Improving survivors’ quality of life post-treatment: The perspectives of rural australian cancer survivors and their carers
journal contributionposted on 03.05.2021, 07:13 by KM Gunn, I Olver, XS Ross, N Harrison, PM Livingston, Carlene WilsonCarlene Wilson
The transition from urban centres back to rural and remote communities can be challenging for rural cancer survivors after treatment. This study aimed to (a) provide deeper understanding of the experiences of rural survivors who have completed active cancer treatment and returned to their rural communities, and (b) determine strategies to re-orient existing services or develop new interventions to more appropriately meet rural survivors’ service preferences and needs. Semi-structured interviews were conducted with 22 adults (64% female) who lived outside of a metropolitan area and had completed active cancer treatment (n = 13), were the carer for a rural/remote cancer survivor (n = 6), or were both a survivor and carer (n = 3). Thematic analysis was conducted to identify dominant themes in the qualitative data. A range of physical, psychological and practical challenges that impact quality of life among rural survivors post-treatment were found.
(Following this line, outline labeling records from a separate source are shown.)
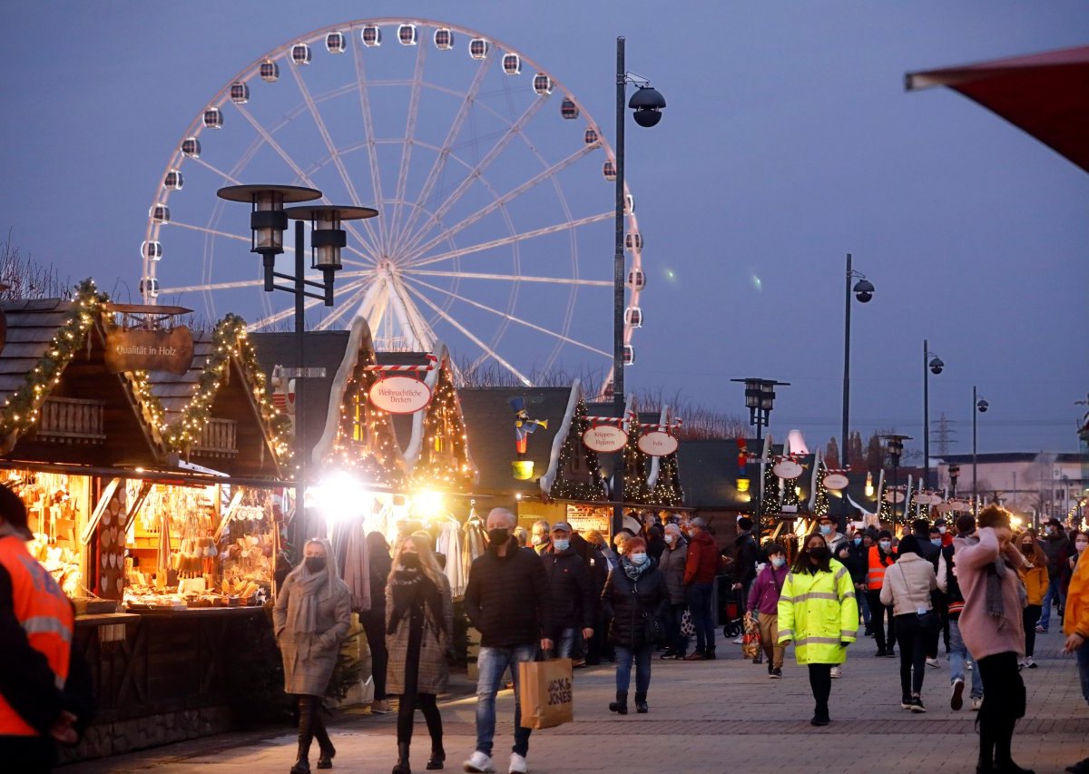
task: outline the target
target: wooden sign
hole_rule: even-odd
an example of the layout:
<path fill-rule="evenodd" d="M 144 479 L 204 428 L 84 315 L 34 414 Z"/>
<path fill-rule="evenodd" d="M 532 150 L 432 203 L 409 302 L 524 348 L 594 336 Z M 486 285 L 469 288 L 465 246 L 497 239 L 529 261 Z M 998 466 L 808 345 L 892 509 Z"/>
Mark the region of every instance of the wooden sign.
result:
<path fill-rule="evenodd" d="M 386 377 L 370 388 L 370 403 L 390 414 L 414 414 L 431 402 L 431 389 L 412 377 Z"/>
<path fill-rule="evenodd" d="M 627 443 L 627 433 L 615 425 L 595 425 L 583 433 L 583 443 L 595 452 L 619 452 Z"/>
<path fill-rule="evenodd" d="M 664 457 L 677 451 L 677 440 L 668 432 L 654 430 L 639 437 L 639 449 L 651 457 Z"/>
<path fill-rule="evenodd" d="M 170 331 L 112 328 L 106 334 L 106 367 L 122 371 L 185 373 L 193 366 L 193 332 L 185 325 Z"/>
<path fill-rule="evenodd" d="M 846 489 L 847 483 L 847 477 L 843 474 L 829 474 L 823 480 L 824 489 L 830 489 L 833 492 Z"/>

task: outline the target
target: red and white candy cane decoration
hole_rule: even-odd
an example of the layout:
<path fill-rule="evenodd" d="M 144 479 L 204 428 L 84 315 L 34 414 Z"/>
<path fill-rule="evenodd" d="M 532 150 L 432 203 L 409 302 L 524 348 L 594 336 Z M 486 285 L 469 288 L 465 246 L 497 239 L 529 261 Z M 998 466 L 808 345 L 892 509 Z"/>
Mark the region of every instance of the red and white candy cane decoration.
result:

These challenges appeared to be compounded by a lack of trust in local rural healthcare services and a lack of clear post-treatment pathways to quality of life-enhancing support services. Acceptable strategies to overcome barriers included nurse-led, telephone-based, or face-to-face interventions, initiated and continued by the same service provider, and that included support to manage emotional challenges associated with post-treatment survivorship. The findings will inform the design of interventions to better meet rural cancer survivors’ post-treatment support needs.